I am sitting here thinking morbid thoughts and having wistful daydreams all at once. I hadn't been a mother very long when someone looked me in the eye, understanding that my husband and I weren't GETTING it and said "she very well may DIE." There was more to the sentence, certainly, but the punch line was what grabbed out attention. And changed our world. We view people differently, P-daddy and I. We trust very few people with our children and we trust no one initially. Food allergy is such a STUPID thing. Everyone understands allergies to pollen or dust or even medications. But something as mundane and pervasive as food-- the very substance which sustains us? A great many people, even in this modern day and age, just don't comprehend that even after careful explanation. Couple the ingestion allergy with skin and airborne sensitivity and you become accustomed to the exasperated, doubtful looks on people's faces when you say, "No she can't even be around it."

It's an exquisite torture, wondering at the potential for a very different life for my daughter and her family. Like worrying at a loose tooth with your tongue as a child, the fascination of the sharp new sensation outweighs the pain you're inflicting on yourself. I don't want to think about it. But it's been there, every hour, for two weeks.

We had a great day today-- visiting with two other families, watching kids enjoy each other with nary a conflict, even though the kids ranged in age from 13 years to 18 months. I wish I could just wallow in the afterglow of that, but this afternoon I got the "your appointment is Monday remember your paperwork" call with which so many of us are so familiar.
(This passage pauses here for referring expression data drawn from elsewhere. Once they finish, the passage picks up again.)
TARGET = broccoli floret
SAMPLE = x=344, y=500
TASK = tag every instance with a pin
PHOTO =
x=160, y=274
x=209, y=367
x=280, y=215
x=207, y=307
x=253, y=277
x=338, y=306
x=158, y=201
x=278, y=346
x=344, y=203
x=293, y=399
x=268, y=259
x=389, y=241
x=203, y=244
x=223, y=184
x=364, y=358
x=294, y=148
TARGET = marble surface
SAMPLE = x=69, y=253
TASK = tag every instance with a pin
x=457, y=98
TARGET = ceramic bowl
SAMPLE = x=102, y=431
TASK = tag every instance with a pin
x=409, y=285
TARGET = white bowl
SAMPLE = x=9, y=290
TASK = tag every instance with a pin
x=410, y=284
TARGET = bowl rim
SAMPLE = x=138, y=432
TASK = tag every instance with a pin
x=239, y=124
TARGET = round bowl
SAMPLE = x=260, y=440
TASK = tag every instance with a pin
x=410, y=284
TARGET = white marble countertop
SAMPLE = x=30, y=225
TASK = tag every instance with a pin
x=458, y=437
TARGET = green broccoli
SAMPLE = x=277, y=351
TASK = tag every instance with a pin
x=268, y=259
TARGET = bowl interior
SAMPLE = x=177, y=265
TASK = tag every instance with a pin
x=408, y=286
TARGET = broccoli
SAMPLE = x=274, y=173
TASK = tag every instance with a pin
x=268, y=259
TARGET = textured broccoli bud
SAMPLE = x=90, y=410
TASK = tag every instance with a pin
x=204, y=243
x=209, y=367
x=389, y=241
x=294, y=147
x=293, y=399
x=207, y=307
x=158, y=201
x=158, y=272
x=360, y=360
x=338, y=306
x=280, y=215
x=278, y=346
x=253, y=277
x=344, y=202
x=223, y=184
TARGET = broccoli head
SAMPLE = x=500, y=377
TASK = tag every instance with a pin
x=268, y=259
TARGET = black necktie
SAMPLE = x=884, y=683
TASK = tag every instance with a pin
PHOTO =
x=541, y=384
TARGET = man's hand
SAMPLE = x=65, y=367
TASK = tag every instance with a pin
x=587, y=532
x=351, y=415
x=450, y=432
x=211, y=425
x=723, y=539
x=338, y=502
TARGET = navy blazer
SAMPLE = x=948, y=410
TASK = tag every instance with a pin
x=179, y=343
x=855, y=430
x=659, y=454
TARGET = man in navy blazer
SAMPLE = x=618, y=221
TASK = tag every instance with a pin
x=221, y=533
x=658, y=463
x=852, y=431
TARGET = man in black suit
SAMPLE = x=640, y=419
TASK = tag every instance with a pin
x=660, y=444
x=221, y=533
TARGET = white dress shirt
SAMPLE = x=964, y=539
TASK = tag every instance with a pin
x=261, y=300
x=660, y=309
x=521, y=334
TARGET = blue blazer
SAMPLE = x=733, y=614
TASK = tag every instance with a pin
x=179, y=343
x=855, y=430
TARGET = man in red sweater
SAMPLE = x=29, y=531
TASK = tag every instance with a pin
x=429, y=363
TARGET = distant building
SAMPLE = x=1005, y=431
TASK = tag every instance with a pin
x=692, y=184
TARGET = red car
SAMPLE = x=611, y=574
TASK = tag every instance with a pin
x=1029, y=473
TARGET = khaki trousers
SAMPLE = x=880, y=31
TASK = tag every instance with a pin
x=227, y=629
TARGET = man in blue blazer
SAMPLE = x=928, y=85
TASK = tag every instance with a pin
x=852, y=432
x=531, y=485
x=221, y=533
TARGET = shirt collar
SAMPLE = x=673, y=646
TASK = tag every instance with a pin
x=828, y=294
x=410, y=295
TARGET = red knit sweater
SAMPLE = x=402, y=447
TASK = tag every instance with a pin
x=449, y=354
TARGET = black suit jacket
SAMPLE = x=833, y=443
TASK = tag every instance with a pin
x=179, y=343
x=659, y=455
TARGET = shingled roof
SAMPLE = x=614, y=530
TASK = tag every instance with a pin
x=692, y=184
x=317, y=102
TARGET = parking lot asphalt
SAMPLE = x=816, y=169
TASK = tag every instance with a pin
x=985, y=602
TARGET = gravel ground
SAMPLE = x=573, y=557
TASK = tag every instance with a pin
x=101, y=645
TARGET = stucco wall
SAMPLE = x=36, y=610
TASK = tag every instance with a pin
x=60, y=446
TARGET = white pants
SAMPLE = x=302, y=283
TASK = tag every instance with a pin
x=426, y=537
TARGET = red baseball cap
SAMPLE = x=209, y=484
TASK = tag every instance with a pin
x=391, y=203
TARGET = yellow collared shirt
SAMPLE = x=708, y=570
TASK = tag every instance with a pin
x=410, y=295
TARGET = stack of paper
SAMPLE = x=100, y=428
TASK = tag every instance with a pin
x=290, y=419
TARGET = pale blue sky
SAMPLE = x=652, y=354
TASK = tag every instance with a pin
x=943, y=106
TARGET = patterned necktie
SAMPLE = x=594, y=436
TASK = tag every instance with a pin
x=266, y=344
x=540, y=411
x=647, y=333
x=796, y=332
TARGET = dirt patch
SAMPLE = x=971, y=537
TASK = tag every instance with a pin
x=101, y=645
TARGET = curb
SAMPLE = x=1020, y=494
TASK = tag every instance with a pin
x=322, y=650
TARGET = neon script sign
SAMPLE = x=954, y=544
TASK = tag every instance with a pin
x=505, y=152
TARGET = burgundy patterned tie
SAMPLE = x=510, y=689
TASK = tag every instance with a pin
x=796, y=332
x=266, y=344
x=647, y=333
You don't forget this dance, no matter how many months or years pass. We've had to wait so long because the allergy medicine we use for G-girl needs ten days to fully exit her system.

We went to Olympia last week and G-girl reacted to a cat, of all things. She got that bright spot of hives on her cheeks, the watery eyes and the sniffles. I was actually encouraged by it-- much to the confused chagrin of our hostess who had tried so hard to keep the cat dander down. She is still reacting to stuff. She was reacting-- I wasn't crazy! She does that! And it encouraged me, in retrospect, that I hadn't seen so much as a speck when she ate the peanut butter cup.

I have had people ask me whether it was even a peanut butter cup at all, including my husband. I don't perceive the question as a slant on my judgment, but a remark on the incredulity of the situation. I did dig the wrapper out of the trash and read it, even saving it for my friend to read, and later, my husband when he asked. After all, I'd gone trash diving to find the wrapper myself. I understood.

So on Monday, we go in. I have asked for blood draws for both G and N. He's actually had the more recent, violent reactions. I hope that this new allergist will respect what we have to say, and won't go for the skin testing route first. I hope for a nice clean RAST panel for both of them and a nice set of printouts to provide some insight on the situation.

And maybe a little support from my cyberfriends. It's easier sometimes, just sometimes, to read words and not faces. I want my head to stop throbbing.